As a fitting way to celebrate the big day, Andrew and I as well as a co-worker and her husband went to see The Encampment, part of the Toronto Luminato show, What I didn't know is quite what what that involved, besides a bunch of tents (200 actually) set up inside of a fort. 200 different artists (or groups of artists) were invited to take part in the display. Each was given a figure of varying prominence that was part of the war effort, or lived in the village of york, and was to artistically represent that person, within the confines of their 7'x7' white canvas wedge tent.

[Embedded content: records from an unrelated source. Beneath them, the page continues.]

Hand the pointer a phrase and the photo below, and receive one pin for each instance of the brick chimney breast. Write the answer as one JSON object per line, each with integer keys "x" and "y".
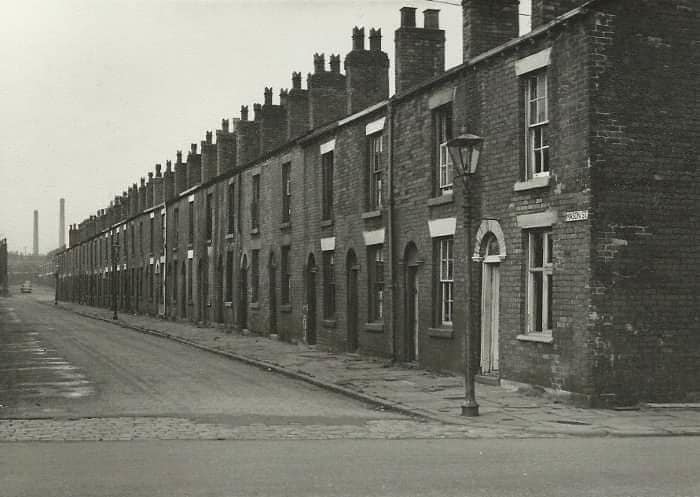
{"x": 420, "y": 52}
{"x": 487, "y": 24}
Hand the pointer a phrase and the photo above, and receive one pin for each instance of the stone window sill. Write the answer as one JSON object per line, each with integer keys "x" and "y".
{"x": 441, "y": 200}
{"x": 376, "y": 327}
{"x": 441, "y": 332}
{"x": 532, "y": 184}
{"x": 536, "y": 337}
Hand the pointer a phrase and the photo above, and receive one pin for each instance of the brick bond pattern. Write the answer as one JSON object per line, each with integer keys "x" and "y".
{"x": 622, "y": 147}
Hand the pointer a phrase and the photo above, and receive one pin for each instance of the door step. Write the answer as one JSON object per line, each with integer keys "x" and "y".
{"x": 494, "y": 381}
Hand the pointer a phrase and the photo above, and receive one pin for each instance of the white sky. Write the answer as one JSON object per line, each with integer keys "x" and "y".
{"x": 93, "y": 93}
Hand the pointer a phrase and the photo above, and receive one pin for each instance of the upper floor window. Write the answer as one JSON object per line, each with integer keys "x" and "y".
{"x": 539, "y": 285}
{"x": 329, "y": 284}
{"x": 176, "y": 225}
{"x": 190, "y": 221}
{"x": 255, "y": 204}
{"x": 442, "y": 121}
{"x": 231, "y": 197}
{"x": 445, "y": 279}
{"x": 537, "y": 120}
{"x": 255, "y": 276}
{"x": 376, "y": 171}
{"x": 151, "y": 233}
{"x": 210, "y": 217}
{"x": 286, "y": 192}
{"x": 327, "y": 190}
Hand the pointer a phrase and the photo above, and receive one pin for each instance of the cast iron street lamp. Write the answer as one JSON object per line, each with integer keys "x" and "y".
{"x": 464, "y": 151}
{"x": 55, "y": 298}
{"x": 115, "y": 254}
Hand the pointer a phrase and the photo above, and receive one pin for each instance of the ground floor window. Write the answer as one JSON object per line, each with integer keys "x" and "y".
{"x": 329, "y": 284}
{"x": 229, "y": 276}
{"x": 539, "y": 286}
{"x": 375, "y": 266}
{"x": 255, "y": 276}
{"x": 444, "y": 274}
{"x": 286, "y": 289}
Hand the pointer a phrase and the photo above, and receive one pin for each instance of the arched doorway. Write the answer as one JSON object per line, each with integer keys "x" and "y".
{"x": 183, "y": 289}
{"x": 203, "y": 281}
{"x": 351, "y": 274}
{"x": 272, "y": 271}
{"x": 411, "y": 310}
{"x": 219, "y": 294}
{"x": 311, "y": 271}
{"x": 490, "y": 297}
{"x": 243, "y": 294}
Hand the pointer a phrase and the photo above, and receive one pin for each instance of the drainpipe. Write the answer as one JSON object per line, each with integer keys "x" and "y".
{"x": 390, "y": 229}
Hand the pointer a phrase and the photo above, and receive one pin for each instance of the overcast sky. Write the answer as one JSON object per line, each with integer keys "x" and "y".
{"x": 93, "y": 93}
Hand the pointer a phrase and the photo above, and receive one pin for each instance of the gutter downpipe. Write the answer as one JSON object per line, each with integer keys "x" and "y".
{"x": 390, "y": 229}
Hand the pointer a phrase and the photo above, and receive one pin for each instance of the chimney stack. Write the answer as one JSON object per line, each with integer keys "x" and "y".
{"x": 367, "y": 71}
{"x": 420, "y": 52}
{"x": 488, "y": 24}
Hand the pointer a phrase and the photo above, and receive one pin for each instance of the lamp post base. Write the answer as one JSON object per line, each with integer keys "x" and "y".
{"x": 470, "y": 409}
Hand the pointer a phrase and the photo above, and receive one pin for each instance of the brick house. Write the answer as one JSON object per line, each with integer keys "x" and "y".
{"x": 336, "y": 216}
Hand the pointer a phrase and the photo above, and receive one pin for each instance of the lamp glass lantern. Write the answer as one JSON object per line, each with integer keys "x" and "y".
{"x": 464, "y": 152}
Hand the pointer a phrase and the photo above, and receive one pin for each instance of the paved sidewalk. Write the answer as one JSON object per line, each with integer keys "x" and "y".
{"x": 416, "y": 392}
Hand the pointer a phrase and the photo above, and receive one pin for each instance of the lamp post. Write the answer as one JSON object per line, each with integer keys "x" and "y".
{"x": 464, "y": 151}
{"x": 115, "y": 255}
{"x": 55, "y": 297}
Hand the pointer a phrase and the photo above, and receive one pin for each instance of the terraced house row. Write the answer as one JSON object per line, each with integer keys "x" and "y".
{"x": 337, "y": 215}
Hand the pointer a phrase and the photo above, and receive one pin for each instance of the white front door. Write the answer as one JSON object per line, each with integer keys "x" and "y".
{"x": 489, "y": 316}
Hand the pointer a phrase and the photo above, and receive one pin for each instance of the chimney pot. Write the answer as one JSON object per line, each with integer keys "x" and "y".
{"x": 375, "y": 40}
{"x": 319, "y": 63}
{"x": 358, "y": 38}
{"x": 296, "y": 80}
{"x": 408, "y": 17}
{"x": 431, "y": 19}
{"x": 335, "y": 63}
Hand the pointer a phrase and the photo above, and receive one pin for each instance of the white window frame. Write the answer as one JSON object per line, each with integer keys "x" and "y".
{"x": 446, "y": 280}
{"x": 376, "y": 171}
{"x": 546, "y": 275}
{"x": 536, "y": 125}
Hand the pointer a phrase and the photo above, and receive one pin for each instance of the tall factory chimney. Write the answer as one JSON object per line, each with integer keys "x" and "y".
{"x": 36, "y": 233}
{"x": 62, "y": 223}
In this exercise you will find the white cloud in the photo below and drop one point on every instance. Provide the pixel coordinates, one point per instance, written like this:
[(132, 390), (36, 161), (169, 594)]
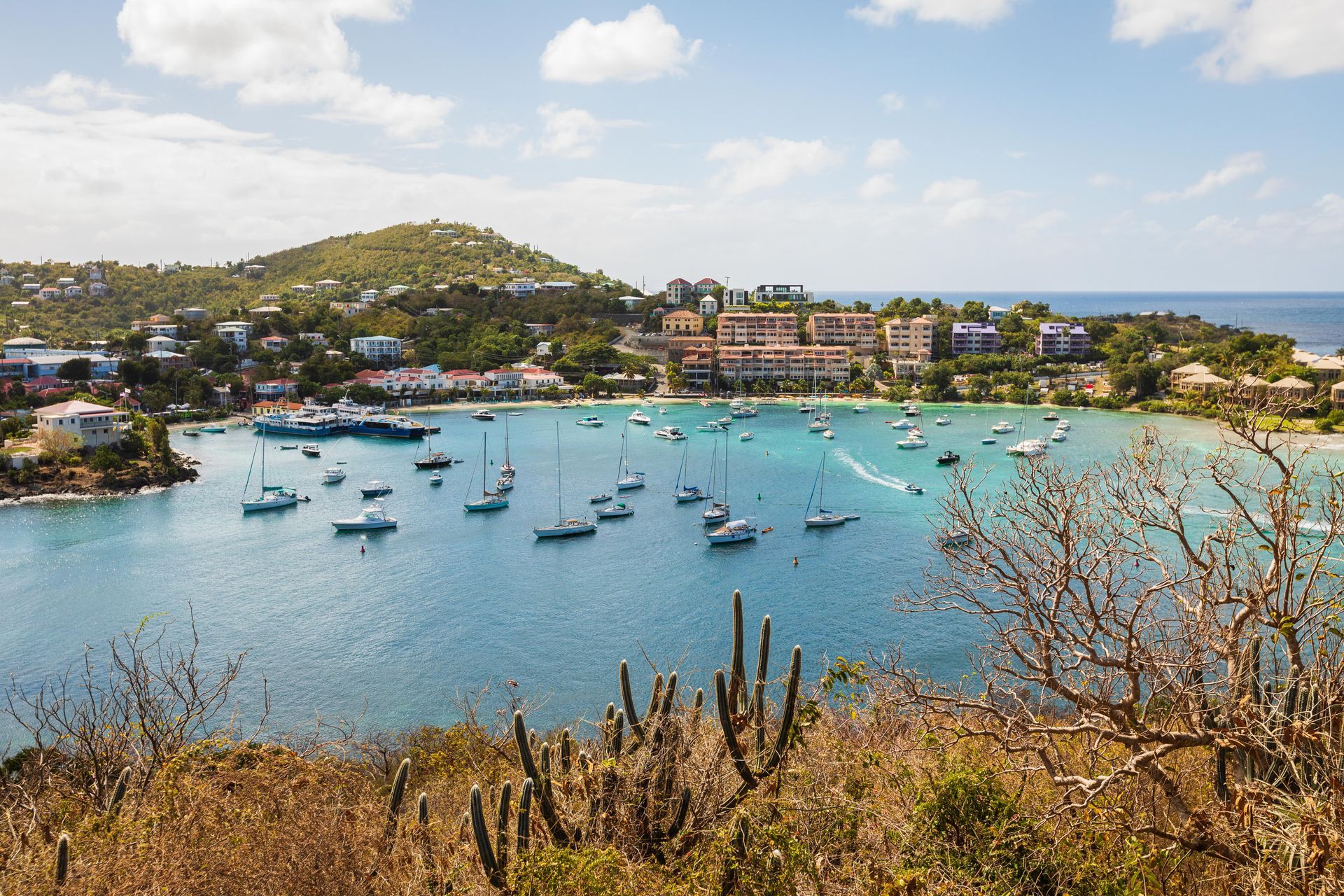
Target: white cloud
[(1237, 167), (1272, 187), (876, 187), (1254, 38), (640, 48), (569, 133), (491, 136), (279, 54), (886, 152), (771, 162), (67, 92), (891, 102), (964, 13)]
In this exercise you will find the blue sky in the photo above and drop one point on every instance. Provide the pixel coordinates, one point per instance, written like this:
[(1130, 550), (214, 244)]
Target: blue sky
[(862, 144)]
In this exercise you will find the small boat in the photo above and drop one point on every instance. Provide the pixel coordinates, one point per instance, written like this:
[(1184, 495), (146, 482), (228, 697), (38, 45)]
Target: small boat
[(371, 517), (736, 531), (956, 538)]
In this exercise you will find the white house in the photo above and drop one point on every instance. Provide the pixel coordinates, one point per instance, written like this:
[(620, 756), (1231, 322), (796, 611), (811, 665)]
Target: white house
[(377, 348), (93, 424)]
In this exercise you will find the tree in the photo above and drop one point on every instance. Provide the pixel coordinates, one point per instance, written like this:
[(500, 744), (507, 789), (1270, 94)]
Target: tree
[(76, 368), (1142, 654)]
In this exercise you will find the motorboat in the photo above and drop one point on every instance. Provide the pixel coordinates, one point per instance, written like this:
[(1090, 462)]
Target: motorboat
[(736, 531), (371, 517)]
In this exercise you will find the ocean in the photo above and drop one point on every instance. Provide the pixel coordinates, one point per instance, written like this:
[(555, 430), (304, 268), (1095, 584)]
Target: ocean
[(451, 602), (1315, 320)]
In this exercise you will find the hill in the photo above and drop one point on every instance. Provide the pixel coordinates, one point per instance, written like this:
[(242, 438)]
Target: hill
[(464, 258)]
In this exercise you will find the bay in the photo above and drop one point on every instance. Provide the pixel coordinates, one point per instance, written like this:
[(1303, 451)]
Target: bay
[(452, 601)]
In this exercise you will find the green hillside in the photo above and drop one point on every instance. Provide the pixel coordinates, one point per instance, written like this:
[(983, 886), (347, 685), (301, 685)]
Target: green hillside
[(406, 254)]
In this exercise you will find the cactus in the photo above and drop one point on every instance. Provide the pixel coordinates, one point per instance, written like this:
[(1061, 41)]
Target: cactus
[(118, 792), (495, 859)]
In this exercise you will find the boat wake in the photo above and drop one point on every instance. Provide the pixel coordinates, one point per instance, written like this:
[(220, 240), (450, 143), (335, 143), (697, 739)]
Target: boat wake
[(867, 472)]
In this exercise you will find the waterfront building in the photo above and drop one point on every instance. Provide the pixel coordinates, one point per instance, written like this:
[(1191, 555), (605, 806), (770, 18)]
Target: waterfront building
[(974, 339), (857, 330), (93, 424), (771, 328), (1062, 339)]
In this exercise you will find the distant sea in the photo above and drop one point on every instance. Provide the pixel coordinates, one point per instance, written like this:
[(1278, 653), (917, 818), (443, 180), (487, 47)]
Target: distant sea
[(1315, 320)]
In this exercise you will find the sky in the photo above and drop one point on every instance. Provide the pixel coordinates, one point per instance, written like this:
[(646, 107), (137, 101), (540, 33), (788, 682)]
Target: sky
[(848, 144)]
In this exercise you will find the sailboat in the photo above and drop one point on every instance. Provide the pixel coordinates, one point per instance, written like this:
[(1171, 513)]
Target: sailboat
[(824, 516), (489, 500), (272, 496), (741, 530), (564, 526), (507, 470), (718, 510), (433, 460), (626, 480), (690, 492)]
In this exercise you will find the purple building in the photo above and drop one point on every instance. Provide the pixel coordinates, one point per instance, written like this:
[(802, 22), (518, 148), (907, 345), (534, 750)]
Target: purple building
[(976, 339)]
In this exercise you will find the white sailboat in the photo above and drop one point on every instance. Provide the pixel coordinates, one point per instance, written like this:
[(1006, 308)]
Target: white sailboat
[(272, 496), (564, 526), (690, 492), (741, 530), (626, 480), (824, 516), (488, 500)]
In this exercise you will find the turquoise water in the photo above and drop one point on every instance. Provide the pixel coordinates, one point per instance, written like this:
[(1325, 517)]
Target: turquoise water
[(451, 601)]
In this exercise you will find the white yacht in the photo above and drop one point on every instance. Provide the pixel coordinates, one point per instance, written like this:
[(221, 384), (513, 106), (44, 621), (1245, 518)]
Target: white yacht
[(371, 517)]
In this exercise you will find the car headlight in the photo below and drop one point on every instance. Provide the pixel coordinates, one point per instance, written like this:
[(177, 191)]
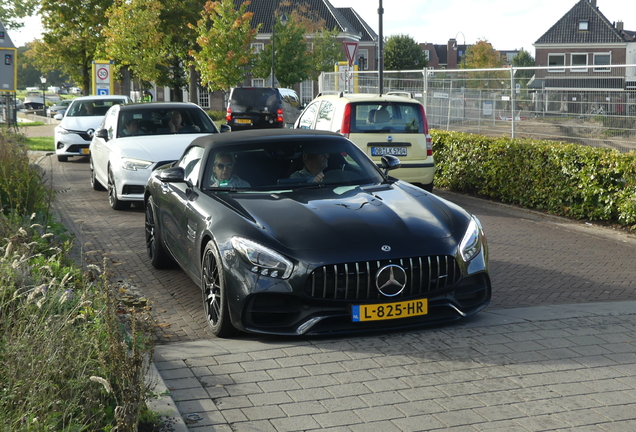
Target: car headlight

We brought a picnic dinner to eat in the parking lot, and started wandering through at about 7:30. By 10:00 we had to leave after rushing through the last several rows, and missing one section altogether. It takes the time folks, if you're gonna go see it, give yourself the full time. At dusk, a solar light comes on inside of each tent, and the whole encampment glows. The ambiance was very cool.
Some of the displays were incredible, thought provoking, and informative. One booth walked you through the evidence submitted during the trial of a york woman of the time period who killed her child. At the end you were invited to cast your vote (the old way using stones cast into different bins) whether she should be granted mercy, or punishment. Another told the tale of a york postal worker, and gave the viewers an idea of the length of time required for a letter to arrive, since they were hand delivered. We were invited to write a post card, which the artist will then attempt to hand deliver in the traditional fashion. Some were a bit of a reach in terms of "creative interpretation". Perhaps if they had provided a little write up about the person and their artistic piece it would have made more sense. A few were downright bad, and 2 in particular were just vulgar. One was a pair of silhouettes of provocative naked women papered over in the "personals" classified section of a questionable paper (lots of flesh showing!) with bullets clipped on where their nipples would be. Another had not much in it but gay pride memorabilia and a chandelier with a condom unfurled over each candle. I don't understand what either display had to do with the war (certainly we didn't have condoms or pride parades or rim fire bullets!), and there were families with young children wandering though. Art can certainly be risque sometimes and that works, but in this case, I didn't think they were appropriate.
All in all it was a really fun way to spend an evening, I learned something about a time period I consider myself fairly versed in, and commemorated the start of our war. The display is still on for several days, so if I have any readers in the Toronto area, I highly recommend it.